Al riguardo, si riportano a seguire le considerazioni della Terza Sezione della Corte di Cassazione, che con la sentenza n 7844 del 2011, cassava la pronuncia della Corte d’Appello di Roma, per la parte in cui non riconosceva agli attori, congiunti conviventi di un danneggiato macroleso, il danno morale da essi sofferto: «Anziché rigettare la domanda, argomentando dalla ritenuta carenza di prova in proposito, la corte di merito avrebbe dovuto invero ritenere, in assenza di prova contraria, presuntivamente provato il domandato danno non patrimoniale in questione. A fortiori in considerazione della circostanza che l’odierna ricorrente G. ha non solo allegato ma, giusta quanto emerge dalla motivazione dell’impugnata sentenza, dato in realtà addirittura prova diretta dell’essere la propria sofferenza inferiore (o patema d’animo) nel caso degenerata in termini obiettivamente riscontrabili, e in particolare nella scelta, deponente per un radicale cambiamento di vita, di abbandonare il lavoro per potersi dedicare all’esclusiva cura e assistenza del figlio che ne abbisognava in ragione delle gravi lesioni riportate all’esito del sinistro stradale in argomento».

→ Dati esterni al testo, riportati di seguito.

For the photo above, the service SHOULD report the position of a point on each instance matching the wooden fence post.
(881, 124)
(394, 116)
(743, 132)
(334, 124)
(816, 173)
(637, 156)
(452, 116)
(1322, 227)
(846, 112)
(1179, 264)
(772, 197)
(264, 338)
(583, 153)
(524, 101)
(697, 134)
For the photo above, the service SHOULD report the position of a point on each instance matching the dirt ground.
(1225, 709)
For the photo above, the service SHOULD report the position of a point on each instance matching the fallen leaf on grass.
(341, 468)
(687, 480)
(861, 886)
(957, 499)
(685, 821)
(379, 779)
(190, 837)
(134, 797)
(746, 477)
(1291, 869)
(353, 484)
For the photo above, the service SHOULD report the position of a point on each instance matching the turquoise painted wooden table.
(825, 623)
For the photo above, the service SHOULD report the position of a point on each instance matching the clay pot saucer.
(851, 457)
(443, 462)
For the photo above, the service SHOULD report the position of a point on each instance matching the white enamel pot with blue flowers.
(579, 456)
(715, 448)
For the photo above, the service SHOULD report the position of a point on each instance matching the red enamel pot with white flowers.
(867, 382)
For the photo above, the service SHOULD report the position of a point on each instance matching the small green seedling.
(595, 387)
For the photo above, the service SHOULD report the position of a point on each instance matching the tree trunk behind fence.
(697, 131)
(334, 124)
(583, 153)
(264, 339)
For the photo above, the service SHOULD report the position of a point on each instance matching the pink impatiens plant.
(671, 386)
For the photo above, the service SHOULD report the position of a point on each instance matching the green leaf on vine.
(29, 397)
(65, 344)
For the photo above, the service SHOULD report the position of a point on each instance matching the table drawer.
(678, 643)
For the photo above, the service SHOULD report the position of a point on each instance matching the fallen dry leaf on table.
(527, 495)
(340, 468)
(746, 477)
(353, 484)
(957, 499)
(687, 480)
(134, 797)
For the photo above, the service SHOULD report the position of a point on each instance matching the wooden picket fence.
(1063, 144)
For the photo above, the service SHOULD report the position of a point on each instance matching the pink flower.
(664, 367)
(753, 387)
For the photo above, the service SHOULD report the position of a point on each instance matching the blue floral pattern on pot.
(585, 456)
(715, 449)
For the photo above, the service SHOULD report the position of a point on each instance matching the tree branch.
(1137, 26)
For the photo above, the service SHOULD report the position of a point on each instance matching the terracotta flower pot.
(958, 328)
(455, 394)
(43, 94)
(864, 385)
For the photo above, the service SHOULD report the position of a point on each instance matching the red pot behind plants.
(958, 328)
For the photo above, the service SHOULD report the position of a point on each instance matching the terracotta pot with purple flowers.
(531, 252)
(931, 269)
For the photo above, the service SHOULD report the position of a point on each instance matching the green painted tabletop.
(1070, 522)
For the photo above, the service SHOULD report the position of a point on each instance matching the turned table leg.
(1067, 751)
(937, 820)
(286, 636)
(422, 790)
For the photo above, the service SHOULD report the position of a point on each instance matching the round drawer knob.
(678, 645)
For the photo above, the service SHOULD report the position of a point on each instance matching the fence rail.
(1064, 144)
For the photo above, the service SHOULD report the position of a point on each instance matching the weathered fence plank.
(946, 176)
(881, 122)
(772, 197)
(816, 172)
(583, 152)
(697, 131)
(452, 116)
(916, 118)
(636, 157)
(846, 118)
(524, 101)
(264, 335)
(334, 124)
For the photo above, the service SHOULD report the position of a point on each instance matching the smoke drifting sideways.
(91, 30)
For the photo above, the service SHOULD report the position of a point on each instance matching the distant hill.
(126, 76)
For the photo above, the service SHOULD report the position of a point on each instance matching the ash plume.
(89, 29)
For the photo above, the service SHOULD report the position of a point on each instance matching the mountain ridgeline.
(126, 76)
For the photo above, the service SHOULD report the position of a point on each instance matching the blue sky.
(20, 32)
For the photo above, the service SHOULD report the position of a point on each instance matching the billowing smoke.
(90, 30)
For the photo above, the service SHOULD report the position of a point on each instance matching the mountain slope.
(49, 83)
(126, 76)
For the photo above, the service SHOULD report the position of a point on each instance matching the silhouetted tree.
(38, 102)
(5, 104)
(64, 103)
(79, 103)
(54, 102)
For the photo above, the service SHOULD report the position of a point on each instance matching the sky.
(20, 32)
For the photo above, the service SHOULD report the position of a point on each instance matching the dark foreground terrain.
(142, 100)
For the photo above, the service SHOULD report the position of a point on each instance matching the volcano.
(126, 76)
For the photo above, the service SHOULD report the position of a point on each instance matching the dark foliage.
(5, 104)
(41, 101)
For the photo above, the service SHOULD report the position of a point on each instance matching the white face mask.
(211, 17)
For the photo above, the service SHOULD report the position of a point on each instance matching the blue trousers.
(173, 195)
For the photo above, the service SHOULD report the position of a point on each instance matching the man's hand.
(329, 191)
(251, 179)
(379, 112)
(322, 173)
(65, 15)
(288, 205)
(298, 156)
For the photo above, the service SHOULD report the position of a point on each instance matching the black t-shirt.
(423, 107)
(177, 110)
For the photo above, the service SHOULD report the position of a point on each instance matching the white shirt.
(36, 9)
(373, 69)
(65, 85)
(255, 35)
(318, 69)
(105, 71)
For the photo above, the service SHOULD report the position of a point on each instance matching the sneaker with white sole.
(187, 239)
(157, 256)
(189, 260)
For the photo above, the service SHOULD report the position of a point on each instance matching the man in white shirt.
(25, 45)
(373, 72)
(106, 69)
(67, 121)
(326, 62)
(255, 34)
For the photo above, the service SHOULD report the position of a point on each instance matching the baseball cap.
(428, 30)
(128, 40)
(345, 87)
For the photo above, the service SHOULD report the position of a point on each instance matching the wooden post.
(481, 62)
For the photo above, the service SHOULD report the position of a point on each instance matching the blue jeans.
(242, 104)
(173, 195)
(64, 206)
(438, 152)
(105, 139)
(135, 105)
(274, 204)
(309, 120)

Il percorso logico con cui, sul finire degli anni Novanta, la Suprema Corte è pervenuta a tale interpretazione, e che successivamente è stato recepito dalla giurisprudenza, come sopra evidenziato, è da ricondursi al già avvenuto superamento nei recentissimi anni precedenti della dicotomia fra danno evento e danno conseguenza, che aveva determinato come risarcibile il danno riflesso in forma di danno biologico psichico ai congiunti del macroleso.

Sostanzialmente, si è ritenuto che l’art. 2059 che disciplina il danno morale, superata la dicotomia fra danno evento e danno conseguenza, non è ostativo alla previsione del riconoscimento anche del danno morale ai congiunti della vittima macrolesa, ritenendo che l’articolo 1223 cc va ricondotto in tale caso ad un profilo interpretativo di semplice regolarità causale, relegando la rigida interpretazione della causalità materiale all’ambito penalistico degli art. 40 e 41 cp.